Kids complaining about what’s for dinner, or generally unappreciative about the effort that goes into it? One way to make an impact and encourage them to experiment is to get them involved in meal planning as well as meal preparation.

At the store, allow each child to pick out 2-3 vegetables and fruits that they will try during the coming week. Join them at the computer and search the internet for a recipe, then schedule it in; mark the day clearly on the calendar along with the name of the child “sponsoring” that meal. Build anticipation by letting the kids do a little decorating for the meal, be it choosing the tablecloth and dishes or making a centerpiece.

If your child reads, let him scan the ingredients and direct family members to get them. Next, let him assign tasks like measuring, chopping and stirring. If your child doesn’t read, go over the list and ask her to find each item. Approach it like a scavenger hunt then, let her have as much control in the kitchen as you can stand.

Put on some music, lay out drop cloths if you must, and get down to it. Things will likely get noisy and almost certainly messy (that’s okay – the kids can help with cleanup, too) but if you’ve had time to prepare yourself, it can also be a good deal of fun.

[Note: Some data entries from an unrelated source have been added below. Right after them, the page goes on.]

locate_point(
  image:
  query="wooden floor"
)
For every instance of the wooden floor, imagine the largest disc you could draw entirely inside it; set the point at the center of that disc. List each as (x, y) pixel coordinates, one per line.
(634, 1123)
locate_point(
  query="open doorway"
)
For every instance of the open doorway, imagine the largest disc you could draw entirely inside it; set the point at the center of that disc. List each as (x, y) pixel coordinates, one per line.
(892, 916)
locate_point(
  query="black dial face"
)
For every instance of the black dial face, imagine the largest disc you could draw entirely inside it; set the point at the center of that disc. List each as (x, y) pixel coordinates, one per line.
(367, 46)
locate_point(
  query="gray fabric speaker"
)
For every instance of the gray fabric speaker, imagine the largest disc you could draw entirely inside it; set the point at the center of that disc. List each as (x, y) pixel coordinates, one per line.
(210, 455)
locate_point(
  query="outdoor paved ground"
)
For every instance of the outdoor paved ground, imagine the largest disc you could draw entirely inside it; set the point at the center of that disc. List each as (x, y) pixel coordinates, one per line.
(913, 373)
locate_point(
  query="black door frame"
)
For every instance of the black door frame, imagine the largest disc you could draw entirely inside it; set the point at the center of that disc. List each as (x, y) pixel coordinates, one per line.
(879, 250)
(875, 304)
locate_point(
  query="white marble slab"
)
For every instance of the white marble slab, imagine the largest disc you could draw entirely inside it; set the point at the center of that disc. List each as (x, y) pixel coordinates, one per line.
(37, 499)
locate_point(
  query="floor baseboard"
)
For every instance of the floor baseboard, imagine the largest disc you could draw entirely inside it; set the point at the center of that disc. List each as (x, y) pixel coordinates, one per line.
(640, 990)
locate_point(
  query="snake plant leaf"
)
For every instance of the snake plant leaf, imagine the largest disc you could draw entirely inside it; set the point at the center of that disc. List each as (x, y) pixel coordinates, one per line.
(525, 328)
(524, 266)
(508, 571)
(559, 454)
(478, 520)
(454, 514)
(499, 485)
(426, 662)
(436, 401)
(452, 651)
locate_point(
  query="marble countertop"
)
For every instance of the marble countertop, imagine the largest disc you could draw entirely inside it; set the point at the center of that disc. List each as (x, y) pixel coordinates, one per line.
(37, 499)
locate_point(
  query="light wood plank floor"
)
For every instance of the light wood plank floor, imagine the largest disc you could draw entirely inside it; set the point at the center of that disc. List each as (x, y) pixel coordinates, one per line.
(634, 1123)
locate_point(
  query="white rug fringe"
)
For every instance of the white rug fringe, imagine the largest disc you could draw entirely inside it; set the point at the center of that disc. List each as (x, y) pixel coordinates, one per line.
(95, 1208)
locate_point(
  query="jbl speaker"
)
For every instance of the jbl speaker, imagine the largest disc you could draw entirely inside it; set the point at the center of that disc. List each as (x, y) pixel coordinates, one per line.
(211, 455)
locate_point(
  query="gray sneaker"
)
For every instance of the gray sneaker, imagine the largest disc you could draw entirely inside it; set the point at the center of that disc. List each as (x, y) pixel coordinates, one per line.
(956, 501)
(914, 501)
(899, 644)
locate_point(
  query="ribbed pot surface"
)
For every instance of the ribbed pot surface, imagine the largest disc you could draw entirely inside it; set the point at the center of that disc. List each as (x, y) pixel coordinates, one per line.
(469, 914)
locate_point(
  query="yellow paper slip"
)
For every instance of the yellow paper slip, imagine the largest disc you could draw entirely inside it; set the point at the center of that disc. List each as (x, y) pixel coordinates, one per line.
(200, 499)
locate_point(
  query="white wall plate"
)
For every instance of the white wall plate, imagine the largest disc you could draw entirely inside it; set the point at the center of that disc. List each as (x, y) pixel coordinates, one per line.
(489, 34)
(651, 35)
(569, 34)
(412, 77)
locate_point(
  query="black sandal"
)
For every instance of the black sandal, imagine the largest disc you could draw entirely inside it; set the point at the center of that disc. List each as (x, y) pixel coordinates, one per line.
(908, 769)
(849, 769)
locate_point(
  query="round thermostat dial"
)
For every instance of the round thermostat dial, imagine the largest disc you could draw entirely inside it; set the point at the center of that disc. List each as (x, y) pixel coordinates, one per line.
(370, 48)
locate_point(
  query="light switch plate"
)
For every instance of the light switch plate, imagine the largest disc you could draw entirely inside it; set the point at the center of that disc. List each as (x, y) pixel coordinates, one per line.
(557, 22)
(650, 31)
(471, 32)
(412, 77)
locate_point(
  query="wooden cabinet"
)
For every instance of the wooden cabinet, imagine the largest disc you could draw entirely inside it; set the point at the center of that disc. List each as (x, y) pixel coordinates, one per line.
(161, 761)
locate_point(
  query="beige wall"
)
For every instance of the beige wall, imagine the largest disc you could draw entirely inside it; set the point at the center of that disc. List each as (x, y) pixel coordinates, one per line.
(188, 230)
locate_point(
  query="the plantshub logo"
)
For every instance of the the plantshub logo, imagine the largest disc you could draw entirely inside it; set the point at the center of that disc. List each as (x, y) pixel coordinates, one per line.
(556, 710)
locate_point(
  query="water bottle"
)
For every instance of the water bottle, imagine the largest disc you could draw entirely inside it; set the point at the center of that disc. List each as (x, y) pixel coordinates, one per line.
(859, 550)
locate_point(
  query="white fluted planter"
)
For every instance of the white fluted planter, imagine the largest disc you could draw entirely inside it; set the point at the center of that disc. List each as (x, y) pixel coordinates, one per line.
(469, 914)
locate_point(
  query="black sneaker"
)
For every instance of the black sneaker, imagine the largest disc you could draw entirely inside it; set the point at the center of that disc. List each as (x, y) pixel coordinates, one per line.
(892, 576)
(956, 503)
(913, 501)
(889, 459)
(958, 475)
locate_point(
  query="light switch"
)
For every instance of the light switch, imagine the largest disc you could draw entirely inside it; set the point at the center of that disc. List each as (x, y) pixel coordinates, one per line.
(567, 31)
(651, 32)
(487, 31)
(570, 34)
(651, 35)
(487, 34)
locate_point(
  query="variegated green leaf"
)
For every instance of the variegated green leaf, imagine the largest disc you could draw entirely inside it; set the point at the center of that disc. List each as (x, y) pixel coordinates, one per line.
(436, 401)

Most kids enjoy playing waiter so, when it’s time to serve it up, indulge them, Provide a dishtowel (for draping over one arm) and a pitcher for serving water. There is every chance that after all this, your kids will still take no more than a “no thank you” bite. But each time kids taste something new, their repertoire expands. And if they’ve been involved in the entire process, they may develop a taste for that as well. At the very least, they’ll be more appreciative.

Kids:

Want to invent your own recipe? Start with a list of things you like – pasta, cheese, broccilli, olives, etc. Then try to imagine how some of them might taste together. If it sounds good, try it (that’s what chefs do!).

Did you know:

Most kids need to sample (and probably hate) a new food item 3-4 times before developing a taste for it. So, the more often you try new foods, the sooner you’ll discover your new favorite food.